As for the timing of a recovery, amid generally sobering predictions, Pressman is cautious. “By mid-2009 we should start to see some recovery as the impact of the monetary policy actions in the US is felt,” he says. “There will be very slow growth in markets like the US and some of the more established European markets,” he says. “There is no reason to think the central European markets will see a dramatic downturn, and Asia looks fairly robust. By 2010 we will see a modest recovery in the US, and Western Europe will follow suit - indeed most markets around the world will either be in recovery or solid growth mode. We think that investors will become more active again in 2010.”
Inflation has moved to the fore as a major concern that might prolong the downturn. Pressman considers the facts. “If you look at the overall rate of inflation in the US market you will see three major inflationary pressures - wages, housing costs and everything else,” he says. “Wages exert no inflationary pressure in the US. Rental rates are the proxy for housing inflation, and there is no inflationary pressure there. The only inflationary pressure is in fuel and food prices, which are not the heavyweights of inflation; wage and housing costs are much more heavily weighted in terms of inflationary pressure than fuel costs, which do appear severe as far as the average consumer is concerned.

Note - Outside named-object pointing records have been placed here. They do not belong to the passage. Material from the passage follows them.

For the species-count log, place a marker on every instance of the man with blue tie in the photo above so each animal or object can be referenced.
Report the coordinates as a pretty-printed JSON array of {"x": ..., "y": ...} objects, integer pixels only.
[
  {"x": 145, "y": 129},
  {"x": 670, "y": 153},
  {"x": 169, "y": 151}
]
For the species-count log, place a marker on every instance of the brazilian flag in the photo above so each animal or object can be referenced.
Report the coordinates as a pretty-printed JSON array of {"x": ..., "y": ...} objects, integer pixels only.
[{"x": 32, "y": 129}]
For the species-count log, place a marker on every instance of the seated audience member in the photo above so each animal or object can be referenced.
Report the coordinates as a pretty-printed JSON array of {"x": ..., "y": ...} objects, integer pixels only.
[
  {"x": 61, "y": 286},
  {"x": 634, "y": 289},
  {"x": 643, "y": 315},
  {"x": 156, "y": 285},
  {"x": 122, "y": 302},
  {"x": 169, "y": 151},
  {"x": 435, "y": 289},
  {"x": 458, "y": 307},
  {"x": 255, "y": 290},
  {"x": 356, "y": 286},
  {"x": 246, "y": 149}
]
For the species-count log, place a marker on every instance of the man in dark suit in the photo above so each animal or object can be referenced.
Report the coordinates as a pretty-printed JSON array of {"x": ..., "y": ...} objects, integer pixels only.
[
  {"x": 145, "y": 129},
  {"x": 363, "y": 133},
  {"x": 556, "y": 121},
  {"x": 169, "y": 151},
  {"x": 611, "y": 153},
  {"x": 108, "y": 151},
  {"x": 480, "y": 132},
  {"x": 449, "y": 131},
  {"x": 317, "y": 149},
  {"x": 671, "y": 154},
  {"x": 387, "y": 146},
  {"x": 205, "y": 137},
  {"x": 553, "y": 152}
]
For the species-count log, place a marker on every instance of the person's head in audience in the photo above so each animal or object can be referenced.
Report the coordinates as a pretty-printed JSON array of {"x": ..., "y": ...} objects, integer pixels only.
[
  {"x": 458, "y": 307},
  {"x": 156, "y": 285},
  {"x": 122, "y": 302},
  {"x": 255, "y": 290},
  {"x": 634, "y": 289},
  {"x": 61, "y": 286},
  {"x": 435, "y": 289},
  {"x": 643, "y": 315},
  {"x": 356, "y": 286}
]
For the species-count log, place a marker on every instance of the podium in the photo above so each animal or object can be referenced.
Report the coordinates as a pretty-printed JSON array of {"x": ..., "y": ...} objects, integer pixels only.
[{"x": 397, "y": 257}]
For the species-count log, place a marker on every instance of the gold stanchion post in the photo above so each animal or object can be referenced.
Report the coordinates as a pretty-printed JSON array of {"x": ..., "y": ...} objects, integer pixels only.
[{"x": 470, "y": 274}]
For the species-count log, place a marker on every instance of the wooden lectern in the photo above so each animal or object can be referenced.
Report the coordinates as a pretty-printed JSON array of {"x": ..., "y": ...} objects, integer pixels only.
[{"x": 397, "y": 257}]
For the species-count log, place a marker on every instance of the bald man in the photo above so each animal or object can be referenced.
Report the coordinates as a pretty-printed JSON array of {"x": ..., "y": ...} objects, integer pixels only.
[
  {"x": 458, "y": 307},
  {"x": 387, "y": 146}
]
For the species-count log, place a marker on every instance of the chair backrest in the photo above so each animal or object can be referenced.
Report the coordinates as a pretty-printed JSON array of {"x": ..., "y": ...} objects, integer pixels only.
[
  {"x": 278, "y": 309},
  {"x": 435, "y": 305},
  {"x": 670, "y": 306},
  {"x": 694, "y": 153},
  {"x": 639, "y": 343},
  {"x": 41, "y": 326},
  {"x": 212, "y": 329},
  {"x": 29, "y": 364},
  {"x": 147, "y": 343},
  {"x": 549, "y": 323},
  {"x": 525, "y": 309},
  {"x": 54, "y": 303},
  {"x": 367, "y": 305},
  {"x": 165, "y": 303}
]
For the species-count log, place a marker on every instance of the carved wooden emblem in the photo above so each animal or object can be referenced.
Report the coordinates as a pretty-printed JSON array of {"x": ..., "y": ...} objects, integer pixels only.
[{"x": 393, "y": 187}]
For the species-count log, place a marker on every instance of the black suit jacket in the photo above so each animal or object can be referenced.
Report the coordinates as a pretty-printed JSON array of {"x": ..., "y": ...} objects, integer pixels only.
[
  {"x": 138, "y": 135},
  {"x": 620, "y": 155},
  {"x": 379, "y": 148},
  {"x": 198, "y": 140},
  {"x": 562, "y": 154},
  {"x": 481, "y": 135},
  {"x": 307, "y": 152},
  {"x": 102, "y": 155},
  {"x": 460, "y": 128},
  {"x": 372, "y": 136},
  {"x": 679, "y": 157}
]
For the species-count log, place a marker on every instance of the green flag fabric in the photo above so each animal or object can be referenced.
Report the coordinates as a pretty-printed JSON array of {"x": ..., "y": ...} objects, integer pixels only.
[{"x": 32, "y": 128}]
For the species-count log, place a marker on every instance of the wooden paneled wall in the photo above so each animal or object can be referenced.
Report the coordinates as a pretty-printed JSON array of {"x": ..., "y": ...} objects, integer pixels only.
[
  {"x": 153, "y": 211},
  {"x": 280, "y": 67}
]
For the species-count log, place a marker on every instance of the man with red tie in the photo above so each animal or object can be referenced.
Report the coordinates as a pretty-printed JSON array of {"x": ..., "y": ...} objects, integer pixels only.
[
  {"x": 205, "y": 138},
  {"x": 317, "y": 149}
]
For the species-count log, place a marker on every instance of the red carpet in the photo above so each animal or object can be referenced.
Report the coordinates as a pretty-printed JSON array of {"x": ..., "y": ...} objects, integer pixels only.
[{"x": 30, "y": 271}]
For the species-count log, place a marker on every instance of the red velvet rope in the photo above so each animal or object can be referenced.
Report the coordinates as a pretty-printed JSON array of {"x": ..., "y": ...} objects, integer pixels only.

“So the actual inflation pressure in the US is viewed to be relatively modest right now, despite what you see in the press.” By way of summing up, Pressman offers a guardedly optimistic view. “Overall, we’re playing through with our customers in a tough market environment. We are working with them to support strategically important transactions, ones that really meet their long-term needs,” he maintains.
Update: Last month, GE Real Estate announced that Mark Hutchinson, who had headed Asia-Pacific operations, will become president of the newly created GE Real Estate International. In this role, Hutchinson, who was unable to attend IPE Real Estate’s interview session, has responsibility for Europe and Asia, reporting to Pressman.
Mike Rowan, the UK leader, has moved to the US to run GE Real Estate’s Americas’ Equity group.